I mean, there’s really just a true lack of in-game cutscenes and dialogue outside the boring murder mystery flashbacks: instead, the game expects you to read all the glossary entries. And you know what, I might even have been fine with this, because after reading each entry, Neon appears and chimes in with her own comments, which is something I enjoyed quite a bit and consequently always looked forward to reading the entries to hear her thoughts.
No, the other, *bigger* problem is that these glossary entries have to be unlocked. By the end of the story I still didn’t have all the entries unlocked even though I cleared every chapter with an S rank — I’m not even sure what you’re supposed to do to unlock them, but at that point I was too frustrated to care. Instead, I just read some posts by Japanese bloggers to get a better idea of the plot and get answers to some of my remaining questions, because, as you might have guessed it, certain unlockable glossary entries apparently have some key plot info in them. So at that point I just went “fuck it, I’m done” and decided to consider the game “finished” in my mind.

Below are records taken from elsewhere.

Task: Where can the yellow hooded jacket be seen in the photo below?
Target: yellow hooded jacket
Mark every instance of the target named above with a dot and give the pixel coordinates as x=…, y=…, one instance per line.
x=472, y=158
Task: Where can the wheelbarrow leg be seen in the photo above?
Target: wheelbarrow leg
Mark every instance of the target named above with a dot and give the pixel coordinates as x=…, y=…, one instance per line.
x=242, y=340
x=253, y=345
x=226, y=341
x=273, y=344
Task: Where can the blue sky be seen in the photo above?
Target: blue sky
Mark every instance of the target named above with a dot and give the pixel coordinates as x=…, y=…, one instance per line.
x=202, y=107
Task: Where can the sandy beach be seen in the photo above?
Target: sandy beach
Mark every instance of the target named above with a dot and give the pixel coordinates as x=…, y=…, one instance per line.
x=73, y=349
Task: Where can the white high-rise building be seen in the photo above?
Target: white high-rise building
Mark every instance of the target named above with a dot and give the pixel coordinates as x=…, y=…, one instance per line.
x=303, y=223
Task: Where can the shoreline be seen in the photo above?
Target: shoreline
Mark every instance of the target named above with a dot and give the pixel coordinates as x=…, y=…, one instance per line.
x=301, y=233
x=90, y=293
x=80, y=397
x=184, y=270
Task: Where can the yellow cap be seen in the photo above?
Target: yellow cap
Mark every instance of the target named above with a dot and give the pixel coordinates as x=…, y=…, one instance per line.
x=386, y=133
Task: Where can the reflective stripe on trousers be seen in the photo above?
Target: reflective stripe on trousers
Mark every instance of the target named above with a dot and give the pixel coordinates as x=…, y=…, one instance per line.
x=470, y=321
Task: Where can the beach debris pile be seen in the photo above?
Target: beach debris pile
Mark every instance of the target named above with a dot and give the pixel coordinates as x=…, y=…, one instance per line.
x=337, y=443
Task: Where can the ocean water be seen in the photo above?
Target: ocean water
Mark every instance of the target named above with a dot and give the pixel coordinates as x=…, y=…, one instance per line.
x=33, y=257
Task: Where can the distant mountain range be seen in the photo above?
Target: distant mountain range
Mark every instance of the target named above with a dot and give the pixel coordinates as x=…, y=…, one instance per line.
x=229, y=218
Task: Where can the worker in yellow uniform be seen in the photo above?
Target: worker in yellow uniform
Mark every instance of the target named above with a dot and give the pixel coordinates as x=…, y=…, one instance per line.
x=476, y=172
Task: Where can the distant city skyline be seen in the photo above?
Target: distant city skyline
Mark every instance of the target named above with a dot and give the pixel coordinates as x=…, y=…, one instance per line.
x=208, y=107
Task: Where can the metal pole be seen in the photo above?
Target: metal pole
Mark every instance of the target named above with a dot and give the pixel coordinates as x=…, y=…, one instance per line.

So, Sigma Harmonics — what’s the verdict? Honestly, I desperately wished for it to be so much better, because it held some great potential, but it just didn’t quite work out in the end. I’ll admit, though, I had some moderate amount of fun as well. The battle system, albeit simple, was fresh, the soundtrack was great, and Neon was a cute enough heroine that I liked having her around, especially with her different personalities. However, it’s all bogged down by often repetitive and tedious detective gameplay, a somewhat confusing plot that isn’t fleshed out as much as it should’ve been (not talking about the glossary, but actual cutscenes and character development), and overall meh murder mysteries. I was entertained — and intrigued — enough to finish the main story, at least, so there’s that, and I might even go back to collect some of those accursed glossary entries later, when I’m bored and have nothing better to do.
Ah, dammit. I wanted to write a much harsher final paragraph than this, but ended up deleting it. Does Stockholm syndrome work with video games? Because my relationship with Sigma Harmonics might just be that. It’s not a very good game, but at least it tried to be a brave little pioneer with a heart of its own — it’s a shame that with all its pioneering, it kinda tripped over itself and fell head first into the mud.